Das Finanzamt forderte die Miterbin Ehefrau mit Schreiben vom 06.10.2010 zur Abgabe einer Erbschaftsteuererklärung für den Erwerb aufgrund des Ablebens von D auf und verlängerte auf Antrag die Abgabefrist bis 30.11.2010. Außerdem bat es zur Ermittlung der Werte der Vorschenkungen des Erblassers u.a. an den Kläger vom 16.12.2004 (S-A.) die Ehefrau um Einreichung einer Feststellungserklärung mit Anlage Grundstück:
Mit notariellem Vertrag vom 16.12.2004 (URNr. F …./2004, Notar H, A-Stadt) hatte der Erblasser dem Kläger das vermietete Grundstück Str. 10b (Gebäude- und Freifläche zu 396 m²) unentgeltlich überlassen und sich auf Lebensdauer sowie zugunsten von Ehefrau aufschiebend bedingt den Nießbrauch vorbehalten. Der Kläger hatte sich den Wert dieser Überlassung auf seine Pflichtteilsansprüche nach dem Erblasser anrechnen zu lassen, jedoch ausdrücklich nicht zur Ausgleichung zu bringen. Der damaligen Kostenberechnung des Notars hatte ein Wert von 211.700 € zugrunde gelegen. Das Finanzamt hatte am 30.12.2004 die Steuerfreiheit dieses (Vor-)Erwerbs nach § 16 Abs. 1 Ziff. 2 ErbStG und dessen Ablage zu den Freibelegen verfügt.
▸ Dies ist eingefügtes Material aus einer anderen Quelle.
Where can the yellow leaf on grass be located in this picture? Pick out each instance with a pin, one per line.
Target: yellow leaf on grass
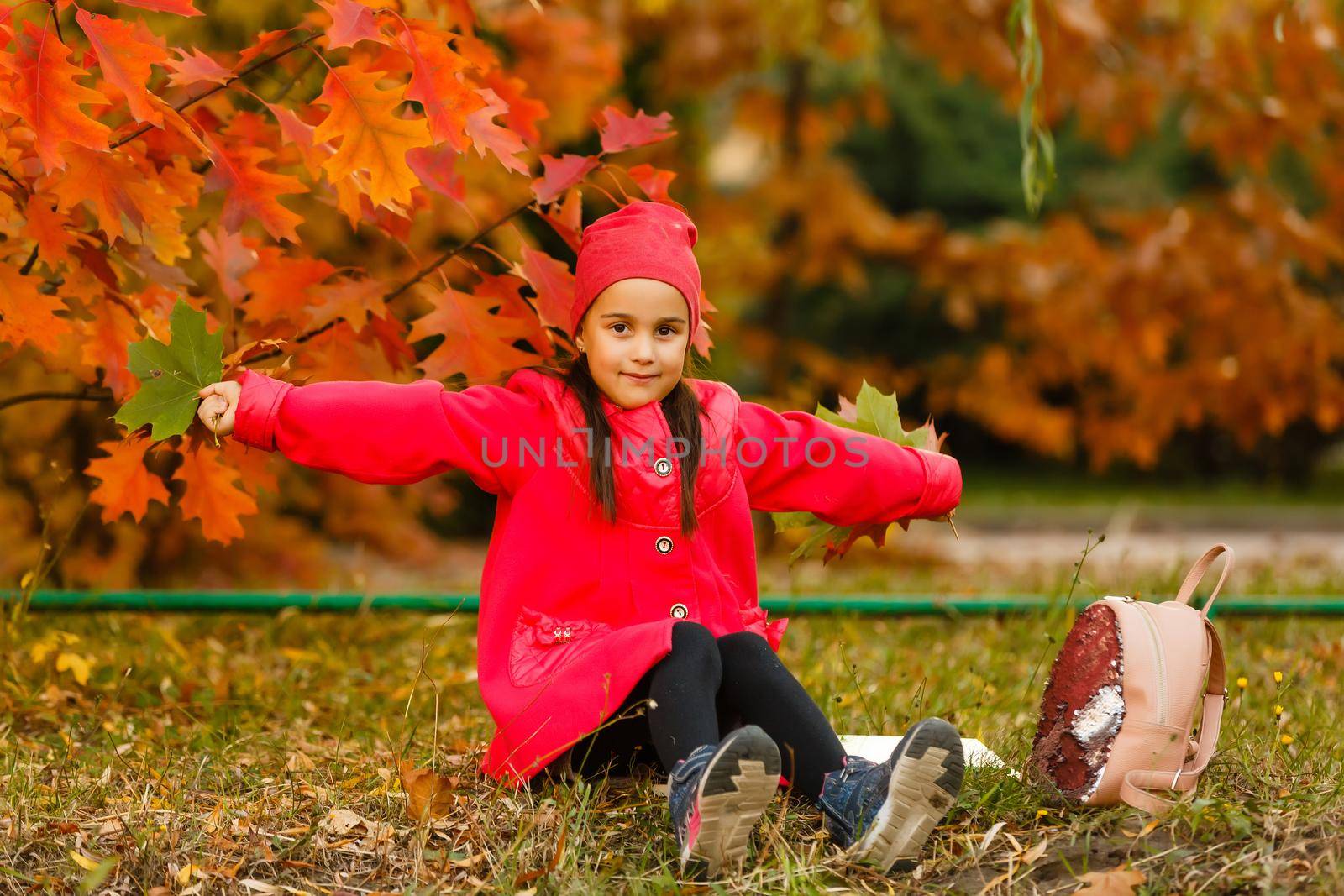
(77, 665)
(1117, 882)
(87, 862)
(430, 793)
Mit Bescheid vom 20.01.2011 stellte das Finanzamt A-Stadt nach Aufforderung vom 02.12.2010 für dieses Grundstück einen Grundbesitzwert auf den 31.12.2004 "für Zwecke der Schenkungsteuer, Steuernummer: S. xxx, Anfrage vom 02.12.2010" in Höhe von 176.000 € fest und minderte diesen Wert im dortigen Einspruchsverfahren mit Bescheid vom 10.04.2012 auf 141.000 €; der Änderungsbescheid enthielt den Hinweis nach § 181 Abs. 5 AO.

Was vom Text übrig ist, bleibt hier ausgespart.